Stocks shot higher Tuesday, a day after the all-important $2 trillion fiscal spending plan that heavily focuses on coronavirus aid failed for the second time. Many on Wall Street say the Federal Reserve’s stimulus actions are beginning to take hold.
All three major U.S. indexes rose at least more 5%, with the S&P 500 up 6.3% and the Dow Jones Industrial Average up more than 7%.
This comes after the second consecutive day (Monday) that Congress couldn’t pass the all-important $2 trillion fiscal stimulus bill that would heavily center on spend for coronavirus relief. No matter what the Federal Reserve does, the most important ingredient to the end of a recession and bear market is the end of the virus.
And that’s what the market is grappling with. Wall Street has made it clear Tuesday that stocks are going higher because the Federal Reserve’s stimulative measures are indeed a boost to economic and market conditions.
"The Federal Reserve kitchen sinking has gone some way to calm markets,” wrote Jasper Lawler, head of research at London Capital Group in emailed remarks to reporters. "For us there were three standout measures were Number 1: Open ended QE, which means the Fed will just keep buying as they see fit with no restraint. Number 2: Lending directly to businesses completely bypassing high street banks in the process. Number 3: Corporate bond buying where the Fed can even buy corporate bond ETFs in the stock market.”
Prior to Tuesday, Wall Street had said lower interest rates and injected cash into households and businesses couldn’t be useful until the virus ends, as money won’t be spent until people feel safe to be out and about. But now the market seems to be recognizing that, while spend may not fully pick-up in the short-term, the parties that need to stay solvent are doing just that at least for the moment. Plus, the Fed’s unleashing of trillions of dollars into the investment grade corporate bond market and treasury market is beginning to bring yields down, lowering the cost of capital for borrowers, making equities more attractive.
That’s beginning to become apparent in the bond market, according to one wealth manager.
"In response to the Fed’s announcements, liquidity improved today,” wrote Lauren Goodwin, economist and multi-asset portfolio strategist at New York Life Investments on Monday early evening in emailed remarks to reporters.

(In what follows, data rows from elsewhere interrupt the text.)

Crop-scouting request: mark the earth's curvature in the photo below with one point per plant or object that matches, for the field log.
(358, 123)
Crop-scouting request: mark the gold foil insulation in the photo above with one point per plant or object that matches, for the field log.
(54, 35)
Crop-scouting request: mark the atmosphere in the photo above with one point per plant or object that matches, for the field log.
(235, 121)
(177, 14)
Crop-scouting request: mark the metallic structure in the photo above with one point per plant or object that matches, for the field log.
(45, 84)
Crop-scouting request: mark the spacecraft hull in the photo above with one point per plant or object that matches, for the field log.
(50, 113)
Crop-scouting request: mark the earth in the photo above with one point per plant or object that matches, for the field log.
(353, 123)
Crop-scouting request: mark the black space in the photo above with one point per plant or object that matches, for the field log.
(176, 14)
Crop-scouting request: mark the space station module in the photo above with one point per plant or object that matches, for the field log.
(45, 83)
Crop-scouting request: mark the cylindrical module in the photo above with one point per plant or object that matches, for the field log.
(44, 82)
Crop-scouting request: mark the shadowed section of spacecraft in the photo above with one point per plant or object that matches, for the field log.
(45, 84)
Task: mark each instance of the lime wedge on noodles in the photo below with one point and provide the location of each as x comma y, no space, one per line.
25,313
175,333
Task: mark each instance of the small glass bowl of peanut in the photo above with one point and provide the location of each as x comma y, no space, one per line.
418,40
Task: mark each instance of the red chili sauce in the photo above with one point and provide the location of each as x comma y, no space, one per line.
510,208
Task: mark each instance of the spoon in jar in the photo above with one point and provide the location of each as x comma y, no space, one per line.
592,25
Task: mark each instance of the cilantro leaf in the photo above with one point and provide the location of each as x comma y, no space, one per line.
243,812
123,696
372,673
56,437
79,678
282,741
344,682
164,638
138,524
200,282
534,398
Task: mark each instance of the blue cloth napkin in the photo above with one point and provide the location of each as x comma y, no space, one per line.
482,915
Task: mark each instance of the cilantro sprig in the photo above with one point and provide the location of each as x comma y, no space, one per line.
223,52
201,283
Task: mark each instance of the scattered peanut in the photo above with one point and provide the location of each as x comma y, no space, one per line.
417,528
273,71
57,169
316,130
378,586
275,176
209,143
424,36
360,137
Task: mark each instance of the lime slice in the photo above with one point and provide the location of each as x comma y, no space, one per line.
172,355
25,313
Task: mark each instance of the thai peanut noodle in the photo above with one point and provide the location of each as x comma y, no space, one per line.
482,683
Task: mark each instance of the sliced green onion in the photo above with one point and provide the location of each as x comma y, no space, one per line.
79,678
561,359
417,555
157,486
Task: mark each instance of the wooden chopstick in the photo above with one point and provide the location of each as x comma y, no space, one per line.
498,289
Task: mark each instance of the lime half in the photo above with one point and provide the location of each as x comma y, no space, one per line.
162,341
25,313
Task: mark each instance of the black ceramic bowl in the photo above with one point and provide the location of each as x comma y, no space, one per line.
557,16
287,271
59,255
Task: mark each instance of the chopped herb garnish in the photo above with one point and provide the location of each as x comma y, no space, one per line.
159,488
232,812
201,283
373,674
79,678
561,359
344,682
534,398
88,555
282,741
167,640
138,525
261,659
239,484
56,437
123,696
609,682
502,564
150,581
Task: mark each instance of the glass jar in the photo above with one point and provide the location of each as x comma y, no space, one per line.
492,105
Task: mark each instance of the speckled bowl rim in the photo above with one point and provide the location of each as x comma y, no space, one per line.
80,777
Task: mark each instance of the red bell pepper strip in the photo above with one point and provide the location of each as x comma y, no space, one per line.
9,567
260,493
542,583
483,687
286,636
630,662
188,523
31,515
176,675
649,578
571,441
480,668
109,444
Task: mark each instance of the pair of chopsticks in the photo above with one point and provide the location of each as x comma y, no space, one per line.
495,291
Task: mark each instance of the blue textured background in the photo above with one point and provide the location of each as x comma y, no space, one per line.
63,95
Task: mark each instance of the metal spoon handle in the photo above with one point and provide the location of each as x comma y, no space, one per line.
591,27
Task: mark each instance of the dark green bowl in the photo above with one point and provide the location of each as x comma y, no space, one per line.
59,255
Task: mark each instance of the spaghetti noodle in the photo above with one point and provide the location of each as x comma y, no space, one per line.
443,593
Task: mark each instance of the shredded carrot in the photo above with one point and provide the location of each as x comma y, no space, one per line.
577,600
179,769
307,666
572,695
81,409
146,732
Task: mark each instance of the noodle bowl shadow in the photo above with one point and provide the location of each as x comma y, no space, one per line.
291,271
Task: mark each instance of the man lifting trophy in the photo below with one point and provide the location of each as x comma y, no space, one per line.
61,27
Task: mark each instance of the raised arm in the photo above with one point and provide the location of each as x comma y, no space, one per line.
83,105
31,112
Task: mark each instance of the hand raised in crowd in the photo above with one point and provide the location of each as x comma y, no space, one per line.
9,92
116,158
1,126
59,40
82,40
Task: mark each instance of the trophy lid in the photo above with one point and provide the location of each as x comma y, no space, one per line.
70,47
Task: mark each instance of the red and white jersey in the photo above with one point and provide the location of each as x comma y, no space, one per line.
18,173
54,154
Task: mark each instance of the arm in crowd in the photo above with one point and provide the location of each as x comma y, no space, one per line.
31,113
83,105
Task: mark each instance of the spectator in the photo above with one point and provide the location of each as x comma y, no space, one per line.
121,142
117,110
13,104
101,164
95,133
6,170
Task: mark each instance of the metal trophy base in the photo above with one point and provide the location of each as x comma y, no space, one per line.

Our partners across the New York Life Investments platform reported better trading conditions in investment grade fixed income compared to those experienced in the last two weeks. Higher investment appetite for investment grade issuance, declining discounts to net asset value are all potentially short-lived signs of improvement.”
Higher prices of these corporate bonds means investors have stronger conviction in corporate creditworthiness, making it more likely that more money will flow through to the bottom line for shareholders and that these companies are staying afloat for the time being. The lowered interest rates also make stocks more attractive. And investors' purchase price of shares in bond funds closer to the funds' net asset values is another indicator of higher credit confidence.
Still of note, the Fed hasn’t bought high yield bonds.
Also, added liquidity in general will tide the economy over until in needs more from the Fed if the virus isn’t soon contained. The Fed may print money to provide more liquidity.